Il y a certes dans cette mobilisation un aspect de relations publiques prompt à dramatiser le problème qui est ainsi présenté. Il n’empêche que les faits corroborent en bonne partie l’inquiétude exposée, qui est effectivement proche de la panique. Cette situation est présentée implicitement comme la conséquence des problèmes budgétaires, – ce qui est complètement irréel par rapport à l’argent massif dont ont disposé jusqu’ici le Pentagone et l’industrie aérospatiale US. Elle est aussi marquée, cette situation, – et c’est un aspect à la fois complètement fondamental et en général systématiquement dissimulé dans sa signification profonde, – par une infécondité grandissante sinon décisive de cette industrie à effectivement mener à leur terme ses programmes essentiels devant assurer sa base fondamentale de développement. Le 787 et le F-35 sont évidemment les cas éclatants et significatifs, sinon décisifs, mettant en évidence que cette crise est aussi et peut-être d'abord celle d’une situation où le système du technologisme lui-même se trouve sans doute, voire sans aucun doute, dans l’impasse décisive, – renvoyant, cela, à la crise générale du Système.
L’AIA et ses partisans passent bien entendu sous silence cet aspect pourtant fondamental du problème, – fondamental, parce qu’il s’agit bel et bien du fondement de cette industrie de l'avancement technologique et des capacités des USA à réellement se montrer encore capables de continuer le développement de leur activité fondamentale (la créativité et le technologisme). Nous voulons dire par là que la crise du technologisme pose bien entendu un problème de civilisation que l’AIA ne veut pas voir évoqué, et d’ailleurs pour la raison impérative qu’elle n’en est pas consciente, qu’elle est impuissante à en avoir la conscience ; cela, selon ce caractère spécifique de la psychologie de l’américanisme de l’indéfectibilité («…un caractère fondamental de la psychologie US: l’impossibilité de concevoir que les USA puissent connaître autre chose que la victoire»), qui est le complément inévitable de l’inculpabilité. Cette attitude psychologique, qui conduit au jugement absolument sophistique et inverti, est illustré implicitement par le texte de Goure et le passage cité ci-dessus. Goure avance implicitement les échecs de développement des derniers programmes aérospatiaux fondamentaux, comme argument pour alimenter la crainte d’une situation désastreuse à partir de décembre 2011 (décisions budgétaires) alors que ces programmes catastrophiques sont d’ores et déjà la preuve d’une situation désastreuse, sans aucun rapport avec la question budgétaire (qui ne s’est pas posée durant les dix dernières années), et complètement en rapport avec la crise des capacités industrielles créatrices US et le blocage du système du technologisme, jusqu’à son inversion en un système devenu autodestructeur.

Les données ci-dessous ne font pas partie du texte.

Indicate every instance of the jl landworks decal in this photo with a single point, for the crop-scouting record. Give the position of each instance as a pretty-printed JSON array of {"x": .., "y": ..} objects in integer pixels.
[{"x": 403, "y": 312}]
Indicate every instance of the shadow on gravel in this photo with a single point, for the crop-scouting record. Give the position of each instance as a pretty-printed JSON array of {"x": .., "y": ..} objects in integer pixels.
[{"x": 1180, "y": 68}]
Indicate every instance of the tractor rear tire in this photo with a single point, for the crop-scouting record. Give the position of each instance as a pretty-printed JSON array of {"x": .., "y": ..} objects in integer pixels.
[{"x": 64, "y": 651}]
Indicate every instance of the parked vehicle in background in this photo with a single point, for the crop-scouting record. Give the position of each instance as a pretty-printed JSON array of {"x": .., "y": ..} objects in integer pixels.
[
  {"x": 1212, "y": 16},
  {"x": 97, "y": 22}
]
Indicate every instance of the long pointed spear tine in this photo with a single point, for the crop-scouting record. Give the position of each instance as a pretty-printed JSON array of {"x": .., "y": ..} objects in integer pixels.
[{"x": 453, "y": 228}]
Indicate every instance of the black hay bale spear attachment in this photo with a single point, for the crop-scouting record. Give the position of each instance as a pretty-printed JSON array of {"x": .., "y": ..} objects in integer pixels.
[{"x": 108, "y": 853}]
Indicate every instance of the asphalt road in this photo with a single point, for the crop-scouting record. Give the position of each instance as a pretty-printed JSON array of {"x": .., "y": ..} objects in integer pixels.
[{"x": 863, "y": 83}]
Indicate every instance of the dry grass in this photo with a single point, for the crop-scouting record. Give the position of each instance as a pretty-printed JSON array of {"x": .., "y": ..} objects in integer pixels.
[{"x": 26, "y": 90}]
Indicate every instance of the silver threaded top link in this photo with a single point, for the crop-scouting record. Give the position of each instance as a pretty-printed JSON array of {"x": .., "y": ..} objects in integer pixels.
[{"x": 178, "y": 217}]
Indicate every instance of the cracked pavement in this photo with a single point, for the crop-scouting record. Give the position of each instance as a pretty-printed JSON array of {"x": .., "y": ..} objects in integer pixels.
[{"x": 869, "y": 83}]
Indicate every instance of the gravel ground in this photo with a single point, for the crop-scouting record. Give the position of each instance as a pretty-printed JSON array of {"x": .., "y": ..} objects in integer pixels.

Ces vérités dissimulées, écartées, sinon ignorées par l’esprit à partir de psychologies si complètement subverties par l’indéfectibilité et l’inculpabilité, alimentent par conséquence sophistique la panique budgétaire. Les problèmes budgétaires qui apparaissent et qui vont atteindre très vite un stade crucial, sont annexés comme explication centrale d’une situation d’ores et déjà en profonde, sinon catastrophique détérioration ; le passé déjà catastrophique est expliqué par l’avenir proche, d’ores et déjà décrit comme apocalyptique et comme la cause future de tout ce qui existe déjà. C’est le sophisme fondamental de l’inversion du jugement imposé par une psychologie subvertie, et par une situation de crise déjà avancée du Système et d’un de ses deux composants essentiels (le technologisme).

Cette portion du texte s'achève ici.